Before the interview, do a little online research on the law firm to learn more about their values and personality:
- Are you able to find the values, vision, and/or mission of the law firm on their website? If so, do they align with your own values and vision for your work?
- What kind of tone does the website use—is it factual and to the point, or more friendly and casual?
- On their careers page, what words do they use to describe their employees or team? What benefits or perks does the page highlight?
- Do they promote press about themselves? What do these articles say about the firm?
- Look at the leadership page and read the bios if they are there. How does what’s highlighted in these bios reveal the law firm’s values?
- Can you find videos created by the firm? Does the firm have profiles on Facebook, Twitter, LinkedIn, or Instagram? What do these other channels reveal about the law firm’s culture and values?
- Do they mention pro bono work or charitable efforts? Is this important to you?

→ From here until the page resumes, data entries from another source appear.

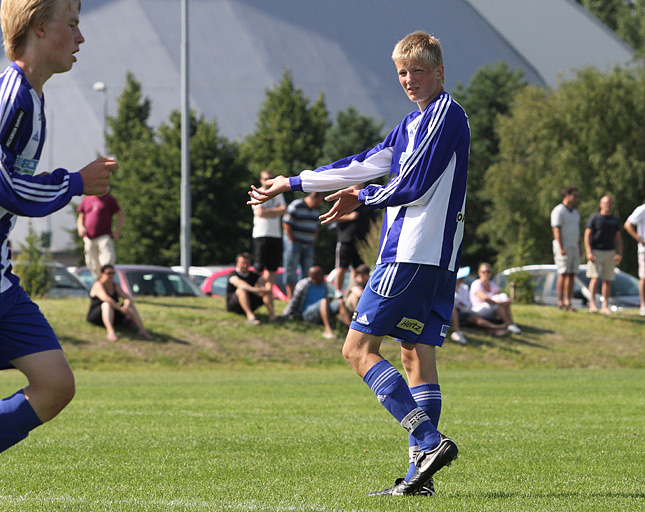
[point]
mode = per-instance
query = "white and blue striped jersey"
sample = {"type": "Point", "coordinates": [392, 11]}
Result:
{"type": "Point", "coordinates": [22, 135]}
{"type": "Point", "coordinates": [426, 157]}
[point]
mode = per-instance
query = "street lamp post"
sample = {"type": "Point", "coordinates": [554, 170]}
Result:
{"type": "Point", "coordinates": [102, 88]}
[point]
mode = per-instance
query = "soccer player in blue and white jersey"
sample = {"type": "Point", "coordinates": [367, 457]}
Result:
{"type": "Point", "coordinates": [410, 295]}
{"type": "Point", "coordinates": [40, 38]}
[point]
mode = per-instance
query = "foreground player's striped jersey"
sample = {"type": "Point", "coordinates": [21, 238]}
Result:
{"type": "Point", "coordinates": [426, 157]}
{"type": "Point", "coordinates": [22, 135]}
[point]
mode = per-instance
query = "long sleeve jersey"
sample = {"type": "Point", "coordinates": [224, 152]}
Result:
{"type": "Point", "coordinates": [426, 158]}
{"type": "Point", "coordinates": [22, 135]}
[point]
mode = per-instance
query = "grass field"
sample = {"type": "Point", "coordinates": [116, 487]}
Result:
{"type": "Point", "coordinates": [217, 415]}
{"type": "Point", "coordinates": [565, 440]}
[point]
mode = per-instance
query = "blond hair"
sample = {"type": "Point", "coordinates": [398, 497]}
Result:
{"type": "Point", "coordinates": [18, 16]}
{"type": "Point", "coordinates": [419, 46]}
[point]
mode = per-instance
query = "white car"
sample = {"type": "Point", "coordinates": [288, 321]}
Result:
{"type": "Point", "coordinates": [624, 290]}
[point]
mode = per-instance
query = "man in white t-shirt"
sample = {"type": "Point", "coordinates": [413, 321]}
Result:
{"type": "Point", "coordinates": [635, 226]}
{"type": "Point", "coordinates": [567, 249]}
{"type": "Point", "coordinates": [267, 234]}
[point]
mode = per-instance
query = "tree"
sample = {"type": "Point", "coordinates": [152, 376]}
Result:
{"type": "Point", "coordinates": [489, 94]}
{"type": "Point", "coordinates": [147, 186]}
{"type": "Point", "coordinates": [220, 219]}
{"type": "Point", "coordinates": [585, 134]}
{"type": "Point", "coordinates": [351, 134]}
{"type": "Point", "coordinates": [289, 133]}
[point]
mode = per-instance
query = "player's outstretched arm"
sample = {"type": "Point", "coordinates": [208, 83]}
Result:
{"type": "Point", "coordinates": [346, 202]}
{"type": "Point", "coordinates": [96, 176]}
{"type": "Point", "coordinates": [274, 187]}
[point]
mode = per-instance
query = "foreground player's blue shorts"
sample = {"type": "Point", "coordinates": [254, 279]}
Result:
{"type": "Point", "coordinates": [24, 329]}
{"type": "Point", "coordinates": [408, 301]}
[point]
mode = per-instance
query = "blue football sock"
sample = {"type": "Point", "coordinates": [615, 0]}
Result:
{"type": "Point", "coordinates": [392, 391]}
{"type": "Point", "coordinates": [428, 397]}
{"type": "Point", "coordinates": [17, 419]}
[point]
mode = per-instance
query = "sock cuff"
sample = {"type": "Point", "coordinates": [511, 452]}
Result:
{"type": "Point", "coordinates": [414, 419]}
{"type": "Point", "coordinates": [426, 393]}
{"type": "Point", "coordinates": [380, 376]}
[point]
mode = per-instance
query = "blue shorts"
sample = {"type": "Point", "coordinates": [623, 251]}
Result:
{"type": "Point", "coordinates": [24, 329]}
{"type": "Point", "coordinates": [408, 301]}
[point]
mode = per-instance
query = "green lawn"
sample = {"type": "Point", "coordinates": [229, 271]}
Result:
{"type": "Point", "coordinates": [317, 439]}
{"type": "Point", "coordinates": [218, 415]}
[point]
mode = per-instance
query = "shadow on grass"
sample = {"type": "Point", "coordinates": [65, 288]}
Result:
{"type": "Point", "coordinates": [567, 495]}
{"type": "Point", "coordinates": [157, 339]}
{"type": "Point", "coordinates": [508, 342]}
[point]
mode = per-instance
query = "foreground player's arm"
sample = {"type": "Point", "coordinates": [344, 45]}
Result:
{"type": "Point", "coordinates": [435, 154]}
{"type": "Point", "coordinates": [40, 195]}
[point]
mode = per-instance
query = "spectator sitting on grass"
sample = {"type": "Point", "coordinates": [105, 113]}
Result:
{"type": "Point", "coordinates": [245, 291]}
{"type": "Point", "coordinates": [462, 312]}
{"type": "Point", "coordinates": [489, 302]}
{"type": "Point", "coordinates": [105, 309]}
{"type": "Point", "coordinates": [310, 302]}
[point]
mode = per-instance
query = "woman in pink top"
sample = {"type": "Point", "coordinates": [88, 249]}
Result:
{"type": "Point", "coordinates": [488, 302]}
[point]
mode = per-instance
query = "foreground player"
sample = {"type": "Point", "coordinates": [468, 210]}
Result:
{"type": "Point", "coordinates": [40, 38]}
{"type": "Point", "coordinates": [411, 292]}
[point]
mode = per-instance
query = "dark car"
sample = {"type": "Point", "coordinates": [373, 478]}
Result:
{"type": "Point", "coordinates": [62, 282]}
{"type": "Point", "coordinates": [624, 290]}
{"type": "Point", "coordinates": [215, 284]}
{"type": "Point", "coordinates": [153, 280]}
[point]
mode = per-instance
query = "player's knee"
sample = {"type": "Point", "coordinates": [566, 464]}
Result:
{"type": "Point", "coordinates": [62, 392]}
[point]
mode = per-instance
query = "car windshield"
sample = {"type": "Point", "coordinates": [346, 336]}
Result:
{"type": "Point", "coordinates": [623, 286]}
{"type": "Point", "coordinates": [63, 279]}
{"type": "Point", "coordinates": [218, 286]}
{"type": "Point", "coordinates": [160, 283]}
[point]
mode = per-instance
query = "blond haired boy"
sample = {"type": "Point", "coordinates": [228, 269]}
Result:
{"type": "Point", "coordinates": [410, 294]}
{"type": "Point", "coordinates": [41, 38]}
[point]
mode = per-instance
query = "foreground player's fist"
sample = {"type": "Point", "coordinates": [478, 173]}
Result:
{"type": "Point", "coordinates": [96, 176]}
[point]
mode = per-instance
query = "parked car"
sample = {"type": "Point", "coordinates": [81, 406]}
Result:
{"type": "Point", "coordinates": [149, 280]}
{"type": "Point", "coordinates": [63, 282]}
{"type": "Point", "coordinates": [199, 274]}
{"type": "Point", "coordinates": [215, 284]}
{"type": "Point", "coordinates": [624, 290]}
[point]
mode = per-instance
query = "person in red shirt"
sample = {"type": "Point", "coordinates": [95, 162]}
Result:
{"type": "Point", "coordinates": [94, 225]}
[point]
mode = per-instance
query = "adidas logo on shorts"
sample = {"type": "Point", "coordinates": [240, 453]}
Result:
{"type": "Point", "coordinates": [363, 320]}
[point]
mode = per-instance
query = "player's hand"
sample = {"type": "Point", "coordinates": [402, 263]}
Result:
{"type": "Point", "coordinates": [96, 176]}
{"type": "Point", "coordinates": [273, 187]}
{"type": "Point", "coordinates": [346, 202]}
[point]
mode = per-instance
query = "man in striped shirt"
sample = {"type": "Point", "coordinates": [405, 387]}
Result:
{"type": "Point", "coordinates": [40, 38]}
{"type": "Point", "coordinates": [410, 294]}
{"type": "Point", "coordinates": [299, 230]}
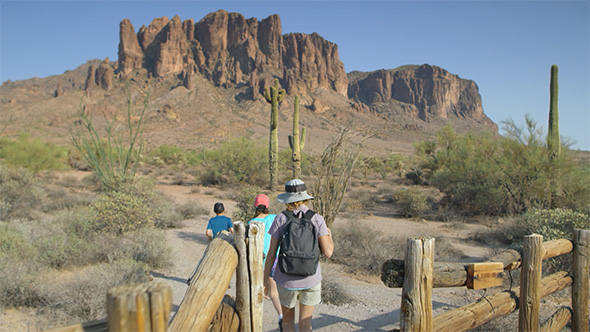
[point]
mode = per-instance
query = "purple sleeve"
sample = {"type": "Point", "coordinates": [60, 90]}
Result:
{"type": "Point", "coordinates": [320, 224]}
{"type": "Point", "coordinates": [276, 227]}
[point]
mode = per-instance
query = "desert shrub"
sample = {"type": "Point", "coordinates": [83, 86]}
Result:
{"type": "Point", "coordinates": [114, 156]}
{"type": "Point", "coordinates": [120, 212]}
{"type": "Point", "coordinates": [412, 202]}
{"type": "Point", "coordinates": [19, 192]}
{"type": "Point", "coordinates": [240, 161]}
{"type": "Point", "coordinates": [169, 154]}
{"type": "Point", "coordinates": [333, 290]}
{"type": "Point", "coordinates": [16, 282]}
{"type": "Point", "coordinates": [189, 210]}
{"type": "Point", "coordinates": [470, 178]}
{"type": "Point", "coordinates": [244, 210]}
{"type": "Point", "coordinates": [60, 198]}
{"type": "Point", "coordinates": [552, 224]}
{"type": "Point", "coordinates": [363, 249]}
{"type": "Point", "coordinates": [480, 173]}
{"type": "Point", "coordinates": [33, 154]}
{"type": "Point", "coordinates": [332, 171]}
{"type": "Point", "coordinates": [130, 207]}
{"type": "Point", "coordinates": [81, 297]}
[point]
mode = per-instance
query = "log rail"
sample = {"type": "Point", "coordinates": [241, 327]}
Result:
{"type": "Point", "coordinates": [526, 298]}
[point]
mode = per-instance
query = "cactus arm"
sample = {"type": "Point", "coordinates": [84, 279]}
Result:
{"type": "Point", "coordinates": [302, 142]}
{"type": "Point", "coordinates": [553, 140]}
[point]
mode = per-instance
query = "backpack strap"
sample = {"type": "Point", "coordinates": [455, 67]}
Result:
{"type": "Point", "coordinates": [309, 214]}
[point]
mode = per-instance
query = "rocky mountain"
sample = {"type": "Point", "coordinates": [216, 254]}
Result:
{"type": "Point", "coordinates": [205, 82]}
{"type": "Point", "coordinates": [433, 91]}
{"type": "Point", "coordinates": [229, 49]}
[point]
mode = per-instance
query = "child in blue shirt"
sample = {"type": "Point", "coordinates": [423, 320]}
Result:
{"type": "Point", "coordinates": [218, 223]}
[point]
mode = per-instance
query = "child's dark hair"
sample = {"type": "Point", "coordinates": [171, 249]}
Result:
{"type": "Point", "coordinates": [260, 209]}
{"type": "Point", "coordinates": [218, 208]}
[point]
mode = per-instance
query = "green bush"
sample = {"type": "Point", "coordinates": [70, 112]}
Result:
{"type": "Point", "coordinates": [240, 161]}
{"type": "Point", "coordinates": [81, 297]}
{"type": "Point", "coordinates": [480, 173]}
{"type": "Point", "coordinates": [552, 225]}
{"type": "Point", "coordinates": [33, 154]}
{"type": "Point", "coordinates": [120, 212]}
{"type": "Point", "coordinates": [19, 192]}
{"type": "Point", "coordinates": [245, 203]}
{"type": "Point", "coordinates": [412, 202]}
{"type": "Point", "coordinates": [130, 207]}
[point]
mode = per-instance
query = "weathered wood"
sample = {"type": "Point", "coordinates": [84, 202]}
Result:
{"type": "Point", "coordinates": [117, 309]}
{"type": "Point", "coordinates": [416, 306]}
{"type": "Point", "coordinates": [95, 326]}
{"type": "Point", "coordinates": [242, 278]}
{"type": "Point", "coordinates": [557, 321]}
{"type": "Point", "coordinates": [226, 317]}
{"type": "Point", "coordinates": [580, 293]}
{"type": "Point", "coordinates": [160, 296]}
{"type": "Point", "coordinates": [484, 275]}
{"type": "Point", "coordinates": [530, 281]}
{"type": "Point", "coordinates": [455, 274]}
{"type": "Point", "coordinates": [207, 288]}
{"type": "Point", "coordinates": [255, 255]}
{"type": "Point", "coordinates": [476, 314]}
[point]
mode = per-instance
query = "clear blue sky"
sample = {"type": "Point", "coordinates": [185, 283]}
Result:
{"type": "Point", "coordinates": [506, 47]}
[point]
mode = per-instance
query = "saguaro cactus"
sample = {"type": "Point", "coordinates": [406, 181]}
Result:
{"type": "Point", "coordinates": [274, 97]}
{"type": "Point", "coordinates": [295, 142]}
{"type": "Point", "coordinates": [553, 141]}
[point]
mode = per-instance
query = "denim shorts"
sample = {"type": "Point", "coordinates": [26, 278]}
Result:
{"type": "Point", "coordinates": [309, 296]}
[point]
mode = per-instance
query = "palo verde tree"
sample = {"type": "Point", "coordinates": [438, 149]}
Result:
{"type": "Point", "coordinates": [295, 142]}
{"type": "Point", "coordinates": [553, 141]}
{"type": "Point", "coordinates": [274, 96]}
{"type": "Point", "coordinates": [113, 155]}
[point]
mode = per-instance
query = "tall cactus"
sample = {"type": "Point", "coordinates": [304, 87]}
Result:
{"type": "Point", "coordinates": [553, 141]}
{"type": "Point", "coordinates": [295, 142]}
{"type": "Point", "coordinates": [274, 97]}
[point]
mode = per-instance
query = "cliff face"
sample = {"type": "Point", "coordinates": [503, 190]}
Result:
{"type": "Point", "coordinates": [432, 90]}
{"type": "Point", "coordinates": [229, 49]}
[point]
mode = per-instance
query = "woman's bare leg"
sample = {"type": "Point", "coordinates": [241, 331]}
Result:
{"type": "Point", "coordinates": [273, 293]}
{"type": "Point", "coordinates": [305, 313]}
{"type": "Point", "coordinates": [288, 319]}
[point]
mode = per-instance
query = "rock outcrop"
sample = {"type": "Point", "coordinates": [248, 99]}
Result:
{"type": "Point", "coordinates": [229, 49]}
{"type": "Point", "coordinates": [432, 90]}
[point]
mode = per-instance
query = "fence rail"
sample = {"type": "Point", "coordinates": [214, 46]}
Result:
{"type": "Point", "coordinates": [418, 274]}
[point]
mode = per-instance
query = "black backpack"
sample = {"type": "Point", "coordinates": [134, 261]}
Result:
{"type": "Point", "coordinates": [299, 251]}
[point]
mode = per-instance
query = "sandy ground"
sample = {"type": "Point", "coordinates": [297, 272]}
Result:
{"type": "Point", "coordinates": [377, 306]}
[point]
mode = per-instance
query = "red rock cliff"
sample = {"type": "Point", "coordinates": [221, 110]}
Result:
{"type": "Point", "coordinates": [229, 49]}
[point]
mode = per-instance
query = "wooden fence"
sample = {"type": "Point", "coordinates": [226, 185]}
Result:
{"type": "Point", "coordinates": [418, 274]}
{"type": "Point", "coordinates": [205, 306]}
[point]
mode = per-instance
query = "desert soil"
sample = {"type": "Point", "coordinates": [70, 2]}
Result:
{"type": "Point", "coordinates": [376, 307]}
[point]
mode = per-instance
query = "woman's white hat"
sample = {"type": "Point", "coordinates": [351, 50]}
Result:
{"type": "Point", "coordinates": [295, 191]}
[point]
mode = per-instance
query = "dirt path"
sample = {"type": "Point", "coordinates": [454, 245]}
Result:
{"type": "Point", "coordinates": [376, 307]}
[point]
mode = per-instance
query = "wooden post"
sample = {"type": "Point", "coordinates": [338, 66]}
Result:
{"type": "Point", "coordinates": [255, 255]}
{"type": "Point", "coordinates": [139, 307]}
{"type": "Point", "coordinates": [557, 321]}
{"type": "Point", "coordinates": [226, 318]}
{"type": "Point", "coordinates": [242, 278]}
{"type": "Point", "coordinates": [207, 288]}
{"type": "Point", "coordinates": [416, 307]}
{"type": "Point", "coordinates": [581, 269]}
{"type": "Point", "coordinates": [476, 314]}
{"type": "Point", "coordinates": [530, 282]}
{"type": "Point", "coordinates": [455, 275]}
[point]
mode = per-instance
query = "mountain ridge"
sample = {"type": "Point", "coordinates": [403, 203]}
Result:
{"type": "Point", "coordinates": [204, 88]}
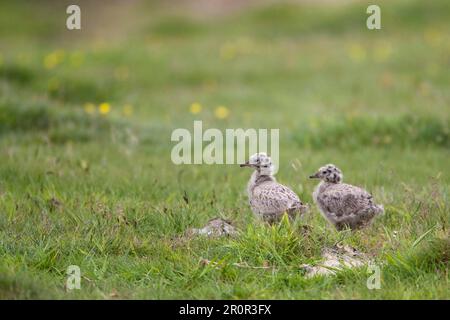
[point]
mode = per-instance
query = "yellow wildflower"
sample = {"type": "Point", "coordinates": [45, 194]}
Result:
{"type": "Point", "coordinates": [382, 52]}
{"type": "Point", "coordinates": [104, 108]}
{"type": "Point", "coordinates": [127, 110]}
{"type": "Point", "coordinates": [195, 108]}
{"type": "Point", "coordinates": [89, 108]}
{"type": "Point", "coordinates": [53, 59]}
{"type": "Point", "coordinates": [76, 59]}
{"type": "Point", "coordinates": [221, 112]}
{"type": "Point", "coordinates": [122, 73]}
{"type": "Point", "coordinates": [53, 84]}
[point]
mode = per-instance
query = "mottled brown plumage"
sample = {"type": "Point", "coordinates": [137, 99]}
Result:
{"type": "Point", "coordinates": [344, 205]}
{"type": "Point", "coordinates": [268, 199]}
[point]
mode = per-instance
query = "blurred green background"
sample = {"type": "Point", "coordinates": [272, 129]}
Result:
{"type": "Point", "coordinates": [86, 117]}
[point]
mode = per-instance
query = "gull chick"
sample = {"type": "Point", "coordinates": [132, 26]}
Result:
{"type": "Point", "coordinates": [268, 199]}
{"type": "Point", "coordinates": [344, 205]}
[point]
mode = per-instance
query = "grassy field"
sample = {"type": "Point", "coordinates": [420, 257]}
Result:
{"type": "Point", "coordinates": [85, 123]}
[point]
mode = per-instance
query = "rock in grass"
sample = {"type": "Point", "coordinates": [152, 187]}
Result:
{"type": "Point", "coordinates": [216, 227]}
{"type": "Point", "coordinates": [335, 259]}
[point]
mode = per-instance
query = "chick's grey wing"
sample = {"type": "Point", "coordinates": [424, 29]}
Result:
{"type": "Point", "coordinates": [274, 198]}
{"type": "Point", "coordinates": [346, 200]}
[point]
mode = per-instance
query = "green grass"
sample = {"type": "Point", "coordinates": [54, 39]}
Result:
{"type": "Point", "coordinates": [100, 191]}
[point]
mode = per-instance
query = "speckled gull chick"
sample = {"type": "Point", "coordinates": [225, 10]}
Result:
{"type": "Point", "coordinates": [344, 205]}
{"type": "Point", "coordinates": [268, 199]}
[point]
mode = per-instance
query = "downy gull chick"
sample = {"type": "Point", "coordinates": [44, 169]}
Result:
{"type": "Point", "coordinates": [344, 205]}
{"type": "Point", "coordinates": [268, 199]}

- Look for online reviews from employees and clients. Take these with a grain of salt—the majority of online reviews are complaints, not compliments—but take notice of any patterns in the reviews. If something really jumps out as a potential red flag, prepare to address it before accepting or declining an offer.
Keep in mind, what you see online might not be the whole truth. What a firm claims on their website might not actually exist in the real world and an online review from a disgruntled employee doesn’t reveal the whole story. Still, this online research is a good starting point for developing questions to ask in the interview, observations you’d like to make, and ultimately assessing if the law firm is a good fit for you.
What Do You See?
As you enter a potential future work environment, be ready to take notice of specific choices made by the law firm about the space:
- Is it an open office set up, or more of an office environment?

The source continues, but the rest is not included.